I love books about books, I love books about bookshops and I love books set in my city of Birmingham, so with this book ticking all of these boxes I was delighted to be contacted by the author with the offer of a review copy.
The premise of this satire on literary culture is that mediocrity kills; bad art in other words really is very bad for you.
Books is very well written, sharply, satirically clever and brilliantly imagined, however the style is also a little outside my comfort zone. I am not very good with this kind of voice, a cynical, urban, modern male. I also don’t really read modern satire, I realise now that is just not my bag.
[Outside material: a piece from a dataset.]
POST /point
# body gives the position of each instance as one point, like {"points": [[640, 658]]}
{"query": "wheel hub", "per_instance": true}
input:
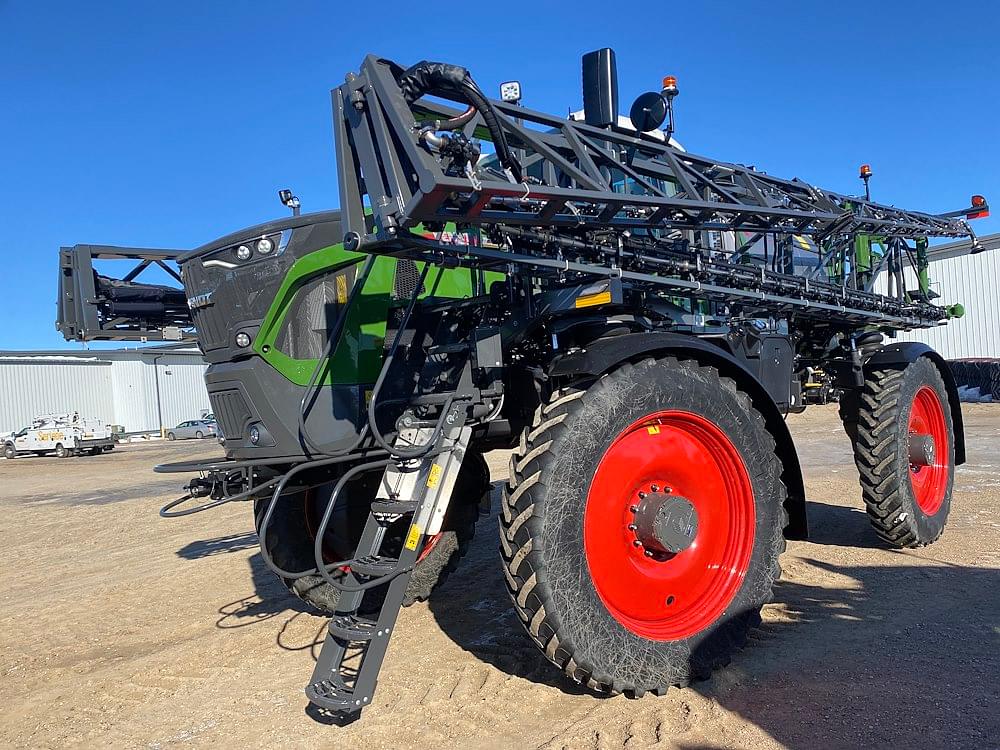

I actually enjoyed the book initially, but eventually the narrative voice got on my nerves. There is really nothing wrong with this novel at all, and I am unsurprised by the number of glowing reviews I have found of it elsewhere, it is a book which will have wide appeal. I am just not sure that I am the right audience for it, and so probably not the right person to be reviewing. I will do my best however as I am sure other people will enjoy it more than I did.
“The book looked doomed, assailed on all sides by those who’d see it superseded by the synthetic-new and those who didn’t give two shiny ones. With the recession forging ahead with renewed vigour, bookselling too was going the way of papyrus, taking with it what was left of Richard’s self-esteem, his beer money and his comedic persona.”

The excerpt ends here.